Case 9 from the practice of Raul Ravelo, MD: A 51-year-old asymptomatic man presented with a PSA level of 57.6. Biopsy revealed high-volume, Gleason 7 prostatic adenocarcinoma with perineural invasion. Bone and CT scans showed no evidence of metastatic disease. He underwent radical prostatectomy, which revealed approximately 90 percent infiltration with tumor, positive surgical margins and extraprostatic adipose tissue invasion (presented to Dr Moul and Dr Oh).

Case 10 from the practice of Dr Hussein: A 61-year-old man with a history of symptomatic, surgically managed Crohn’s disease presented with a rise in PSA level from 2.3 to 6.1 over a one-year span.
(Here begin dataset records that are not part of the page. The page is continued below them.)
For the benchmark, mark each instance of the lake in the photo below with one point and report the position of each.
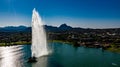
(62, 55)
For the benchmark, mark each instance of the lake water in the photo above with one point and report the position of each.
(63, 55)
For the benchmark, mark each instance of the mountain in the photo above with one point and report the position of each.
(62, 28)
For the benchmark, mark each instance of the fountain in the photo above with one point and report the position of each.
(39, 42)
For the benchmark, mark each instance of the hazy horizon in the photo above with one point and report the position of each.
(76, 13)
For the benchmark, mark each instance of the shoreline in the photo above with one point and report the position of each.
(111, 49)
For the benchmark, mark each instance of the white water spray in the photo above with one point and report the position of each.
(39, 43)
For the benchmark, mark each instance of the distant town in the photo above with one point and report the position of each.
(107, 39)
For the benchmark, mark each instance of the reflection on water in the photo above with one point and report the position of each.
(10, 56)
(63, 55)
(14, 56)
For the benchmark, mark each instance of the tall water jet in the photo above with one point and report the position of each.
(39, 41)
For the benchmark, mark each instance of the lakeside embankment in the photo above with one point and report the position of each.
(111, 47)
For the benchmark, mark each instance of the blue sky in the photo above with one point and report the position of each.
(77, 13)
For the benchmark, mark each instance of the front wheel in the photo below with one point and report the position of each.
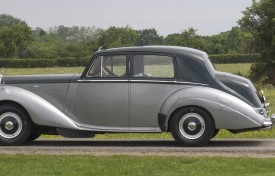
(15, 125)
(192, 126)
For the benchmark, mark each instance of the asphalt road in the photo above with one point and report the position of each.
(228, 148)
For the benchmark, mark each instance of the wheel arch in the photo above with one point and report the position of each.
(187, 106)
(14, 103)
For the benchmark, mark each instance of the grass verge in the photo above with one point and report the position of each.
(133, 165)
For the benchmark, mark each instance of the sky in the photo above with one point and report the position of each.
(209, 17)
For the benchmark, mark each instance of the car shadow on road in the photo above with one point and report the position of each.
(138, 143)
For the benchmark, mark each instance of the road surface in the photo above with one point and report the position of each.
(217, 147)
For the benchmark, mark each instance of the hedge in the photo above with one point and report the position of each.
(32, 63)
(75, 62)
(233, 58)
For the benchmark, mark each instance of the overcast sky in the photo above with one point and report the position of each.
(166, 16)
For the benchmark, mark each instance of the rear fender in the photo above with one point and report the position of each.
(41, 111)
(228, 112)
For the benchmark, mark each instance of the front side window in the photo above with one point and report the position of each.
(108, 66)
(156, 66)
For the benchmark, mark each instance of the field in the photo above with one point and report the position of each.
(133, 165)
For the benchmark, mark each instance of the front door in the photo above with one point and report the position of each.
(103, 95)
(152, 82)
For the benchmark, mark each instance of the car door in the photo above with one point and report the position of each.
(152, 81)
(103, 99)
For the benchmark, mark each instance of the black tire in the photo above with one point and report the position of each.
(216, 132)
(192, 126)
(15, 125)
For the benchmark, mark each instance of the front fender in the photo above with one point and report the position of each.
(41, 111)
(228, 112)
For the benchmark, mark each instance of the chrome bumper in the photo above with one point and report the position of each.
(270, 122)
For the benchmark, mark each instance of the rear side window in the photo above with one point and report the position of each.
(155, 66)
(108, 66)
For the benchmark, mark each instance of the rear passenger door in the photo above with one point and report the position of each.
(152, 81)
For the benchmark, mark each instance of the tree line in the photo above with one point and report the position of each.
(18, 40)
(255, 33)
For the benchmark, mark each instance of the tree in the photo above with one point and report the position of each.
(8, 21)
(259, 20)
(117, 37)
(14, 36)
(148, 37)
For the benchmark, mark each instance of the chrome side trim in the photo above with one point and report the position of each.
(143, 81)
(100, 80)
(119, 129)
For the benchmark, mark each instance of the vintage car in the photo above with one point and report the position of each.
(148, 89)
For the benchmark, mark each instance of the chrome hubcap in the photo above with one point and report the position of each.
(192, 125)
(11, 125)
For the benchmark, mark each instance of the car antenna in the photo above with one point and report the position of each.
(1, 76)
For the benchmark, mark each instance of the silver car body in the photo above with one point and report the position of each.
(138, 104)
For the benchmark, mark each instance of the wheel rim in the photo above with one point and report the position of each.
(192, 126)
(10, 125)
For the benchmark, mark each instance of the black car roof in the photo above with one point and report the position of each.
(158, 49)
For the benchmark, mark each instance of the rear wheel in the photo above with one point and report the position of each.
(192, 126)
(15, 125)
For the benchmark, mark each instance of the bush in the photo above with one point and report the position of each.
(233, 58)
(76, 62)
(32, 63)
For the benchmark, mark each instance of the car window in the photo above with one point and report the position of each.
(108, 66)
(156, 66)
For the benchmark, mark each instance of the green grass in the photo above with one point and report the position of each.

Prostate biopsy revealed Gleason scores of 8 and 9 in five of 12 cores. While seeking multiple treatment opinions, he received four doses of monthly leuprolide. He ultimately underwent a radical prostatectomy, which revealed seminal vesicle involvement, 12 negative lymph nodes and negative surgical margins. His two-month postoperative PSA level was undetectable (presented to Dr Moul and Dr Oh).